People crossing a road in Kyiv, Ukraine
People crossing a road in Kyiv, the capital of Ukraine, on Monday. Photograph: Vladimir Sindeyeve/NurPhoto/Rex/Shutterstock

The mood in Kyiv was calm on Monday, with shops and cafes busy and few visible signs of panic, despite the decision by the US and UK embassies to evacuate all non-essential staff amid warnings of a Russian attack.

In the capital’s upmarket Podil district, families strolled amid festive lights and skated on an open-air ice rink. There were long queues at the October cinema for a screening of Stop-Zemlia, a prize-winning Ukrainian film about the lives of Kyiv teenagers.

“I don’t think anything is going to happen,” said Sasha, a hairdresser from the eastern city of Kharkiv at a trendy barber shop that was open for business as usual. “There’s no way the Russians could take my home city. We would fight.”

Others said they were making tentative plans about what to do in the event of invasion, while carrying on as before. Maria Glazunova, a communications manager at Ukraine’s national film archive, said she discussed the topic on Sunday over coffee with her mother.

“My mum said: ‘I’m not interested in politics. What would Putin want with me?’ That’s one view,” she said. “People who read the news on the internet are not so calm, but life goes on. We think about war but we have to work and we need fun as well.”

Glazunova said her director had written to Ukraine’s culture ministry, seeking advice on what to do with the archive in the event of Russian bombardment. The ministry had yet to reply, she said. In the meantime, she was working from home as usual.

A woman who declined to be named said she had tried to persuade her parents to take a holiday in Truskavets, an old-fashioned spa town in the west of the country near the city of Lviv. “My mother refused to go. She told me she wants to die in Kyiv,” the woman explained.

On Monday, US citizens living in Ukraine received emails urging them to leave, or – if they elect to stay – to register with the embassy. It said: “There are reports Russia is planning significant military action in Ukraine.

“The security conditions, particularly along Ukraine’s borders, in Russian-occupied Crimea and in Russian-controlled eastern Ukraine, are unpredictable and can deteriorate with little notice.
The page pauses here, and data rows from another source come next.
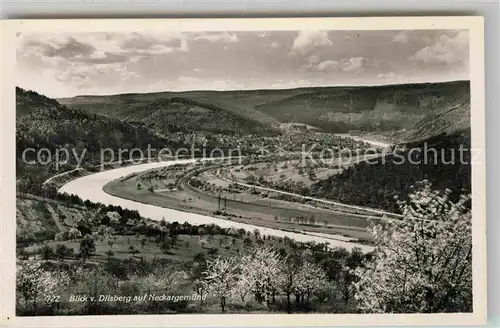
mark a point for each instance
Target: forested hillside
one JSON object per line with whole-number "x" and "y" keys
{"x": 381, "y": 109}
{"x": 376, "y": 184}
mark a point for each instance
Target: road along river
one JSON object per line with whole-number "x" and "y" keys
{"x": 90, "y": 188}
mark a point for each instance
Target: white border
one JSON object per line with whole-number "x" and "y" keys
{"x": 7, "y": 199}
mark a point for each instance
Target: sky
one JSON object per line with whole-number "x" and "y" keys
{"x": 66, "y": 65}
Demonstrations, which have turned violent at times, regularly occur throughout Ukraine, including in Kyiv.”

An attack would “severely impact” the embassy’s ability to help Americans leave, it said.

Ukraine’s government, by contrast, has urged citizens not to panic. On Monday the foreign ministry expressed irritation with the UK and US decision to draw down their embassies in Kyiv. The move was “premature and overly cautious”, the spokesperson Oleh Nikolenko told Interfax Ukraine.

Nikolenko said there had been no radical changes in the security situation. He noted that the buildup of Russian forces on Ukraine’s borders began in April last year.

In an address last week, Ukraine’s president Volodymyr Zelenskiy tried to project an air of normality. He said the invasion had started back in 2014, when Vladimir Putin annexed Crimea and kickstarted a violent separatist uprising in the Donbas region in the east.

“Did the threat of war appear only now? These risks have existed for more than a year. They haven’t become bigger,” Zelenskiy said. He suggested that the Kremlin was deliberating creating a “stir” in order to undermine the nation’s morale. “They are actively attacking our land and your nerves,” he said in a video.

Despite these official reassurances, the mood in Kyiv has darkened in recent days. One well-connected former official said his military contacts were insouciant two weeks ago about the prospect of Russian invasion, dismissing it as little more than a fictitious TV scenario.

Recently, however, the same government people had been quietly filling up their cars with petrol and stocking up on food supplies, he said. What was his plan? “Many people have legal weapons and will fight. My wife lives in Brussels and I will go and join her there,” he said.

An article laying out what to do if Russian tanks arrive has been widely shared. It suggests falling to the ground in case of shooting and covering your head with your hands, and – if inside – taking shelter in a bathtub. Hiding in a basement is also recommended.